Decisive influence can create parental liability for cartel wrongdoing of ‘subsidiary’

September 14, 2018
In context

By now, holding companies know that they can be held liable for their subsidiaries’ cartel wrongdoings. But what might not be on every company’s radar is that the EU’s rebuttable presumption of parental liability was recently extended. According to the General Court, this presumption not only applies to conduct by wholly-owned subsidiaries, but also to actions of entities that are not wholly owned but are in practice being controlled by another company. Investing in a thorough due diligence before acquiring a company, and carrying out an effective compliance programme after the acquisition, may mitigate a buyer’s risk of being held liable for a subsidiary’s anti-competitive conduct.

In July 2014, the Commission imposed fines totalling EUR 302 million on a number of producers of underground and submarine high voltage power cables for having participated in a cartel. The Commission held investment bank Goldman Sachs liable for the conduct of Prysmian, one of the power cable producers, because Goldman Sachs had exercised decisive influence on Prysmian as a parent company. According to settled case law, the conduct of a subsidiary may be imputed to a parent company where, although having a separate legal personality, that subsidiary does not decide independently on its own conduct in the market, but in all material respects carries out the instructions it receives from the parent company. This applies because the parent company and its subsidiary form a single economic unit, and thus form a single undertaking within the meaning of the cartel prohibition set in Article 101 TFEU. In terms of wholly-owned subsidiaries, the EU Court of Justice has taken this one step further by establishing a rebuttable presumption that the parent company exercises a decisive influence over the subsidiary. To rebut the presumption, the parent company must provide “sufficient evidence” that its subsidiary acts independently in the market.

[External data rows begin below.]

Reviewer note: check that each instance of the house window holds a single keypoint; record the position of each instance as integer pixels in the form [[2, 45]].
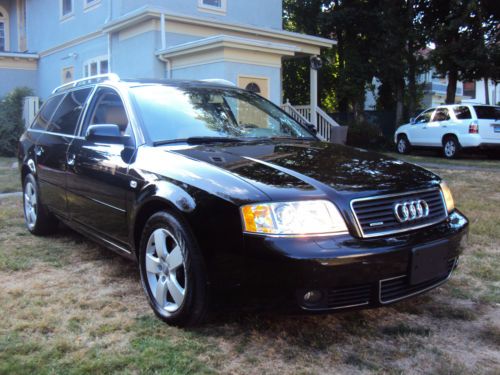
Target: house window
[[217, 6], [68, 74], [66, 8], [4, 30], [90, 3], [96, 66]]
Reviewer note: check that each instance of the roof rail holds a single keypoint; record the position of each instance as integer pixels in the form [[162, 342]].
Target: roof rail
[[220, 81], [88, 80]]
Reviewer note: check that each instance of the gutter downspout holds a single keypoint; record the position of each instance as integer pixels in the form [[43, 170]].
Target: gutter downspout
[[110, 17], [168, 65]]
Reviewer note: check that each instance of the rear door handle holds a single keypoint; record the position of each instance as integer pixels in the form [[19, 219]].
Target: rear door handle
[[71, 159]]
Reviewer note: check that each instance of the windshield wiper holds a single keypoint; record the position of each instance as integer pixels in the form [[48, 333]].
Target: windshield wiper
[[198, 140]]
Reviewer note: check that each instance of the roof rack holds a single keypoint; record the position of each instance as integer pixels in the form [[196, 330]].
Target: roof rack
[[87, 81], [219, 81]]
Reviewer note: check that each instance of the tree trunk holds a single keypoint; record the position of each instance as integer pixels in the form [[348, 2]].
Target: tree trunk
[[452, 86], [400, 87], [486, 91]]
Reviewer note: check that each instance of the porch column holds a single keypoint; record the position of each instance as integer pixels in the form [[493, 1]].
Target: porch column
[[314, 90]]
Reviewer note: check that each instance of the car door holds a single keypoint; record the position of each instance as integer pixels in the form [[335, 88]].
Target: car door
[[417, 133], [98, 179], [437, 127], [56, 124]]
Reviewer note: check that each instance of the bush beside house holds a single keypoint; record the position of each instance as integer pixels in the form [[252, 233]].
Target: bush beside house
[[11, 120]]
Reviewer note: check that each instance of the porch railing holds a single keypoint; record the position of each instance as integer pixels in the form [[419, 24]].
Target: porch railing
[[328, 129]]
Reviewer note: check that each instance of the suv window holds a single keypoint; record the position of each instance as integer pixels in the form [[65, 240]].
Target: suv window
[[442, 114], [484, 112], [109, 109], [462, 112], [424, 116], [68, 113], [43, 118]]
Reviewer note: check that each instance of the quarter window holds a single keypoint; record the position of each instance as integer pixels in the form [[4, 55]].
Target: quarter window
[[68, 113], [42, 120], [442, 114], [462, 112]]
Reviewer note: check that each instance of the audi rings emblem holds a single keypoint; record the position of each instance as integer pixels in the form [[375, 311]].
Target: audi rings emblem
[[411, 210]]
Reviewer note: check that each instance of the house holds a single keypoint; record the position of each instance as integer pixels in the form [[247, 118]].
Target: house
[[45, 43]]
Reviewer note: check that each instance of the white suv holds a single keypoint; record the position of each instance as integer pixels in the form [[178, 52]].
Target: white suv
[[452, 128]]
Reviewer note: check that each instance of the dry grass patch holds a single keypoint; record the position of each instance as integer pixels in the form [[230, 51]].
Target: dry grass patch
[[69, 306]]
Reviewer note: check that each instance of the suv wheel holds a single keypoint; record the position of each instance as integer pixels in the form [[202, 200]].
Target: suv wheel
[[403, 145], [172, 271], [451, 147], [36, 216]]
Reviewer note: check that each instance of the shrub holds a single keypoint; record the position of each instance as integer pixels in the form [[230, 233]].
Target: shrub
[[366, 135], [11, 120]]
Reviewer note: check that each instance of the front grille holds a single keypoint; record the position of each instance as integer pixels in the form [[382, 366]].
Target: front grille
[[399, 287], [375, 215], [348, 296]]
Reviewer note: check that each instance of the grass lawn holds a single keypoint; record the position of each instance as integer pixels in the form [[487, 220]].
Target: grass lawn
[[69, 306], [9, 180], [472, 160]]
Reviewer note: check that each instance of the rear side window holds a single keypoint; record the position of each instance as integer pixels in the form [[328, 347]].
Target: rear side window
[[442, 114], [43, 119], [462, 112], [66, 117], [484, 112], [424, 116]]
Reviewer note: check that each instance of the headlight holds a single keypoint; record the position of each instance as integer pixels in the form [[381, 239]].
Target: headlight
[[448, 198], [293, 218]]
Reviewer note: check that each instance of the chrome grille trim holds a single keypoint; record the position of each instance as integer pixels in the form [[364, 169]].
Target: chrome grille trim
[[399, 230]]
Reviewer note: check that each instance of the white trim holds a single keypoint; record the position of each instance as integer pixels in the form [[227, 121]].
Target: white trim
[[148, 12], [87, 6], [65, 17], [6, 24], [213, 9]]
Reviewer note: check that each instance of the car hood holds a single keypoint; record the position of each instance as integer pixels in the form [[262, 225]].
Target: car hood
[[274, 167]]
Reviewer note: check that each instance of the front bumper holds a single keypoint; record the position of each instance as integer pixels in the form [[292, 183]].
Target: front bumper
[[347, 272]]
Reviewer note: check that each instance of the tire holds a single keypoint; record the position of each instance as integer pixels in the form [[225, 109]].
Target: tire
[[403, 146], [173, 272], [37, 217], [451, 147]]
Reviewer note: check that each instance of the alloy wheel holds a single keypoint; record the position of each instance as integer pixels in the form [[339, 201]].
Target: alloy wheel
[[30, 204], [166, 270]]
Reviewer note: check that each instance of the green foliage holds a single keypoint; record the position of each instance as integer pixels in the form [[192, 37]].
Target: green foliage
[[11, 122]]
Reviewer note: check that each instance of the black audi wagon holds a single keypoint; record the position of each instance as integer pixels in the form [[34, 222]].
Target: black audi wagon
[[214, 190]]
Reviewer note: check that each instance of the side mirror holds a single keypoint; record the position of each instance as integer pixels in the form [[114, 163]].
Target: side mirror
[[105, 133], [311, 128]]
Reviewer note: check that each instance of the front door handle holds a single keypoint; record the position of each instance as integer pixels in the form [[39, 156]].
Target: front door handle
[[71, 159], [38, 150]]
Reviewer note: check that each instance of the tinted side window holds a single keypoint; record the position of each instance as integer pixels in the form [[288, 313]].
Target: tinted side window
[[424, 116], [462, 113], [442, 114], [66, 117], [43, 118], [484, 112]]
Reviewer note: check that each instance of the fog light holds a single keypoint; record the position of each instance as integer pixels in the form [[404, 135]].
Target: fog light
[[313, 296]]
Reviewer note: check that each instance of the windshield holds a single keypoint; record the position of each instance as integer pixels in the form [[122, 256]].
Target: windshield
[[179, 113]]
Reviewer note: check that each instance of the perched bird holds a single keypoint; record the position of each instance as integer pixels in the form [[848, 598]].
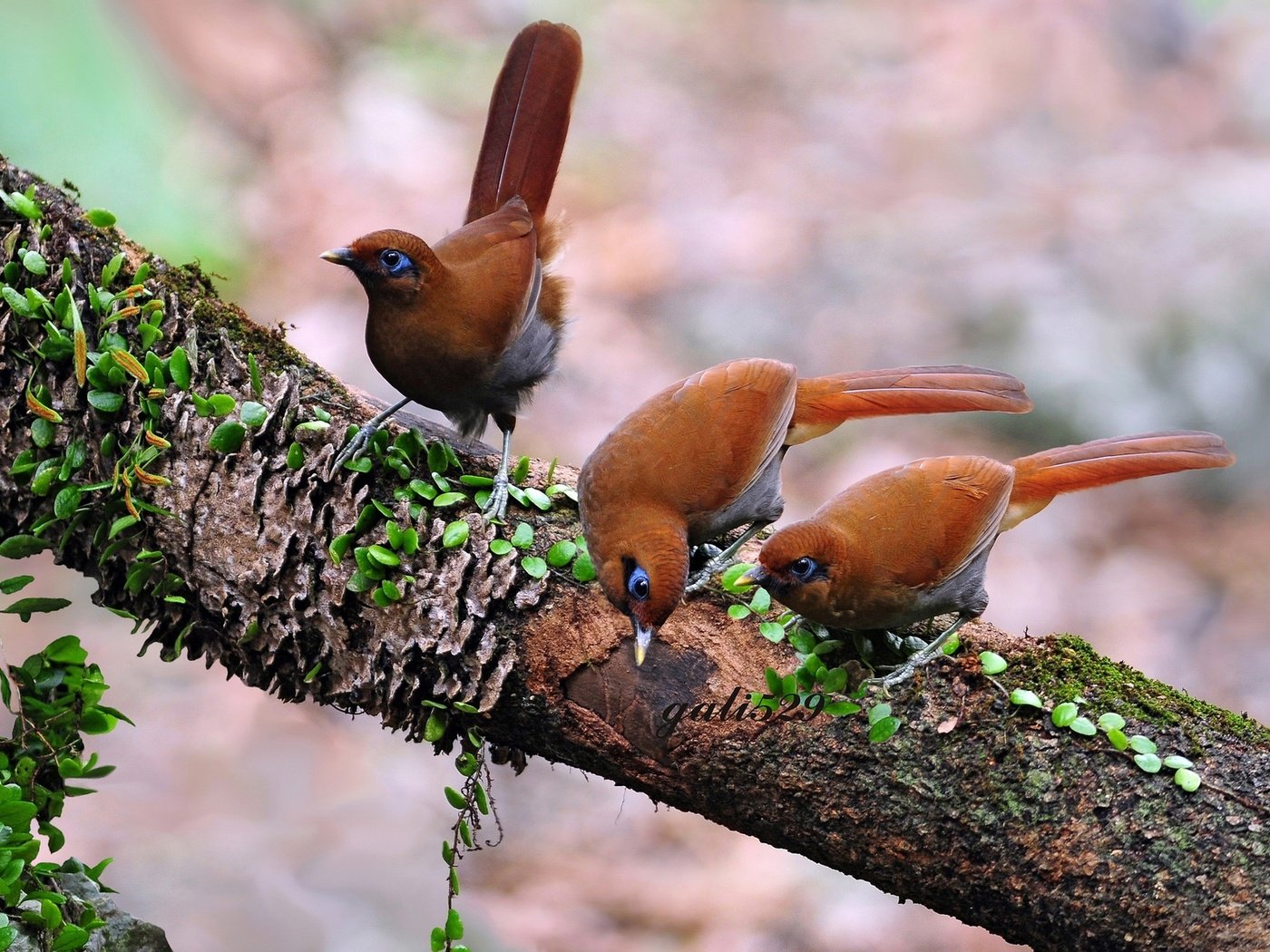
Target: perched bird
[[470, 325], [912, 542], [704, 457]]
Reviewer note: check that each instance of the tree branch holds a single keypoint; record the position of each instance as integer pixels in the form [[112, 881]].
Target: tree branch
[[977, 808]]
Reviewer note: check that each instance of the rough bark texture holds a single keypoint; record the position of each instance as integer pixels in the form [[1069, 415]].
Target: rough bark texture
[[975, 808]]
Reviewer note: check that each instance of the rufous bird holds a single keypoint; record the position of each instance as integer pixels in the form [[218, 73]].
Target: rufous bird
[[912, 542], [704, 457], [472, 325]]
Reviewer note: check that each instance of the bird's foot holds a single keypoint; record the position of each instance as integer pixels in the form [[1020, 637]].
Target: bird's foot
[[701, 578], [353, 448], [495, 507], [904, 672]]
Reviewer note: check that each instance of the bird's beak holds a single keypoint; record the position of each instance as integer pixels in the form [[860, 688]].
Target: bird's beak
[[339, 256], [643, 638]]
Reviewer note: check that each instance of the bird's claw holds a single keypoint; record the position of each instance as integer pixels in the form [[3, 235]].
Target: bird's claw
[[353, 448], [495, 507]]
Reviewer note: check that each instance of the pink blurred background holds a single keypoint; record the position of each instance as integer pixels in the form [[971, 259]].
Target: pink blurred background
[[1077, 193]]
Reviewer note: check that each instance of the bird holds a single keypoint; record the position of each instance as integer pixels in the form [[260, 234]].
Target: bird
[[912, 542], [472, 324], [702, 457]]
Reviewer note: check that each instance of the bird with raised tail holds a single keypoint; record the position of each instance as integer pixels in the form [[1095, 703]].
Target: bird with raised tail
[[912, 542], [472, 324], [704, 456]]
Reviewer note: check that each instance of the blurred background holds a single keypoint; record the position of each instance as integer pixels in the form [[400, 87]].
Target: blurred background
[[1077, 193]]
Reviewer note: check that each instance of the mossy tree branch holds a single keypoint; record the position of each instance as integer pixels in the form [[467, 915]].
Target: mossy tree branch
[[977, 808]]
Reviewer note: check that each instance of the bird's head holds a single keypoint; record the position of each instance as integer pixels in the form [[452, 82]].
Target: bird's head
[[390, 264], [643, 573], [796, 565]]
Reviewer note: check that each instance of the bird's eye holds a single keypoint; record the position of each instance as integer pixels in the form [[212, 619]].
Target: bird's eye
[[638, 584], [803, 568], [394, 260]]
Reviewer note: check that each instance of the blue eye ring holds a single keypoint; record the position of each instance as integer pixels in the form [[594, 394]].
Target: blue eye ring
[[396, 262], [804, 568], [638, 586]]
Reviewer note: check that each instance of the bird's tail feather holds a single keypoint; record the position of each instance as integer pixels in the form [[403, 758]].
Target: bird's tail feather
[[1041, 476]]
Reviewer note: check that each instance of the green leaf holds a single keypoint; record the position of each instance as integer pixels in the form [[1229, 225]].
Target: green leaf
[[66, 501], [1025, 698], [1083, 726], [834, 681], [253, 414], [16, 302], [384, 556], [70, 938], [435, 729], [1142, 745], [521, 471], [19, 581], [221, 403], [27, 607], [228, 437], [775, 685], [454, 535], [537, 498], [123, 522], [1064, 714], [105, 400], [339, 545], [523, 536], [1110, 721], [1187, 780], [772, 631], [34, 263], [562, 554], [992, 663], [111, 269], [178, 368], [583, 568], [25, 206], [1148, 763], [883, 730], [732, 574]]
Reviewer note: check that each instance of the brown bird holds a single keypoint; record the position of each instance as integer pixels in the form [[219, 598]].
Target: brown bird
[[704, 457], [912, 542], [470, 325]]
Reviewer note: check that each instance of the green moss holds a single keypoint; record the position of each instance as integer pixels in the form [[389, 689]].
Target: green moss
[[1075, 668]]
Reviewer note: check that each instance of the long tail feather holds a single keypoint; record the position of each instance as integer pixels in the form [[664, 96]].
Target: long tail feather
[[1041, 476], [825, 403], [529, 120]]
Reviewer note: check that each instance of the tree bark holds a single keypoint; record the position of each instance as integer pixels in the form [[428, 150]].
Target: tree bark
[[975, 808]]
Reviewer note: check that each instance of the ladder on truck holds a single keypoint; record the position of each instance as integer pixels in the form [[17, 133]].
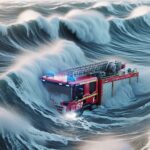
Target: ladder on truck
[[86, 69]]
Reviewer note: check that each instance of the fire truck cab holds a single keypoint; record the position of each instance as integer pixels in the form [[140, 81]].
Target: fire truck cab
[[81, 88]]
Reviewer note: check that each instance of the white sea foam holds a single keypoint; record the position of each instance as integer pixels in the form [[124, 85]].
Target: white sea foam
[[88, 26]]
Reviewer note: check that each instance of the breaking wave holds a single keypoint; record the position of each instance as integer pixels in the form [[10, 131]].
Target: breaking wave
[[51, 38]]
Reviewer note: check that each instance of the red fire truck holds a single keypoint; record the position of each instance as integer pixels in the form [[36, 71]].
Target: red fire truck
[[81, 88]]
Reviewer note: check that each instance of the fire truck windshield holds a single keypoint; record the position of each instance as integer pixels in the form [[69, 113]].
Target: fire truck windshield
[[60, 92]]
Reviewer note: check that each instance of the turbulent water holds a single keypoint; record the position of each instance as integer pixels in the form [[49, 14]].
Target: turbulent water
[[42, 35]]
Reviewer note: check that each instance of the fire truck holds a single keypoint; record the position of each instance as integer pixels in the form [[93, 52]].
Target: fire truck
[[81, 88]]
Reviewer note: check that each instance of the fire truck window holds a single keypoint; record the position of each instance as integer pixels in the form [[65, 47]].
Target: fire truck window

On appeal at the General Court, Goldman Sachs argued that the Commission had interpreted the rebuttable presumption of parental liability rather creatively. The Commission based this presumption on the fact that Goldman Sachs held 100% of the voting rights associated with Prysmian’s shares, instead of relying on the level of Goldman Sachs’ holding in Prysmian’s share capital. However, the General Court agreed with the Commission’s interpretation and ruled that where a parent company is able to exercise all the voting rights associated with its subsidiary’s shares, particularly in combination with a high majority stake in the subsidiary’s share capital, that parent company is in a similar situation as a subsidiary’s sole owner. The parent company will be equally able to determine the economic and commercial strategy of the subsidiary concerned, even without holding all (or virtually all) of the subsidiary’s share capital. The General Court furthermore clarified that the exercise of decisive influence can also be demonstrated by looking at other objective factors, such as the parent company’s power to: (i) appoint members of the subsidiary’s board of directors, (ii) call shareholder meetings, or (iii) propose the removal of the members of the board of directors. In addition, the role that the parent company’s directors play on the subsidiary’s strategic committee, or the frequency in which the parent company receives regular updates and monthly reports on the subsidiary’s business, may be relevant too.


To prevent parent companies from paying for the wrongs of subsidiaries, it is advisable to ensure that these subsidiaries are included in their parent competition compliance programmes.